Adaptive super twisting algorithm for nonlinear systems with state constraints: application to three-body engagement
摘要
In this paper, we design an adaptive-gain super-twisting algorithm for a class of second-order nonlinear systems required to adhere to strict state constraints. The control gains are synthesized using barrier functions to ensure compliance with these constraints. Assuming known bound on the rate of the unknown disturbances, we introduce a norm observer to estimate a bounding function. This function is used to design the adaptive gains. We apply the proposed methodology to the problem of robust cooperative guidance in a three-body aircraft defense system, where the system is subject to line-of-sight angle constraints to enable timely and accurate combat response. The full nonlinear kinematics of the system, comprising a target, a defender, and an attacker, are considered. A key contribution lies in the construction of a novel norm observer, which incorporates minimal and practical knowledge of the unknown disturbance.
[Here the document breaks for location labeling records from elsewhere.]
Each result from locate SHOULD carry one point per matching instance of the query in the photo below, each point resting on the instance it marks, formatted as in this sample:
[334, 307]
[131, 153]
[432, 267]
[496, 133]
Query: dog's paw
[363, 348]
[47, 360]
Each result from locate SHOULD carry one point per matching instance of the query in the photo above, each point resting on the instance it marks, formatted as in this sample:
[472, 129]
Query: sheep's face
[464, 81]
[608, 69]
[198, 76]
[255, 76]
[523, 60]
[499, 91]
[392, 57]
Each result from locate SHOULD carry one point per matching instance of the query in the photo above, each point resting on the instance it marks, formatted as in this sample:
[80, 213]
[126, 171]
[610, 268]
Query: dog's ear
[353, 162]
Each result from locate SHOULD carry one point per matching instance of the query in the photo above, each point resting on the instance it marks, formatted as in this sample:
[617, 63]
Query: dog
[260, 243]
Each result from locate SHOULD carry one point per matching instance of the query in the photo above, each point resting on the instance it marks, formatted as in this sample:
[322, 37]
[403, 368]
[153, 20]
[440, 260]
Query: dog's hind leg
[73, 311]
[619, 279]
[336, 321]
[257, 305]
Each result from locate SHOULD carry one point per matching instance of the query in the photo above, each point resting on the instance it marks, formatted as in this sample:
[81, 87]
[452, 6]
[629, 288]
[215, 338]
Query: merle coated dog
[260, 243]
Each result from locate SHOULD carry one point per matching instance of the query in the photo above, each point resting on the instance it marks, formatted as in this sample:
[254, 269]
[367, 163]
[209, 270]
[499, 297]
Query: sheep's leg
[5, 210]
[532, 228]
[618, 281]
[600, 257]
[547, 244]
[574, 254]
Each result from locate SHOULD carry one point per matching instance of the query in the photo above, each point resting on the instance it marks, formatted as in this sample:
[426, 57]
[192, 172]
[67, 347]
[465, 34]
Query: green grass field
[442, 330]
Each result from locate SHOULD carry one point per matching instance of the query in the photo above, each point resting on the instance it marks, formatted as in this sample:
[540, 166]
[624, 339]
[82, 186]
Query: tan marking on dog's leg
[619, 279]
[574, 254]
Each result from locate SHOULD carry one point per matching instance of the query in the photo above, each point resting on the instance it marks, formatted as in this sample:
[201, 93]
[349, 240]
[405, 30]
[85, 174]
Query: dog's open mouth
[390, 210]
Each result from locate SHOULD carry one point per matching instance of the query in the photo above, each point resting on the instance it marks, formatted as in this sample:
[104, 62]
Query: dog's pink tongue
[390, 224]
Theoretical guarantees for the proposed control scheme are established using Lyapunov stability theory. Compared to existing methods, our design offers robust and continuous control with adaptively varying gains that enforce state constraints, while employing a computationally efficient norm observer. This leads to a significant reduction in control efforts. The effectiveness of the proposed approach is demonstrated through numerical simulations, involving a Van der Pol oscillator; as a motivating example of the nonlinear system, and the three-body aerial combat scenario.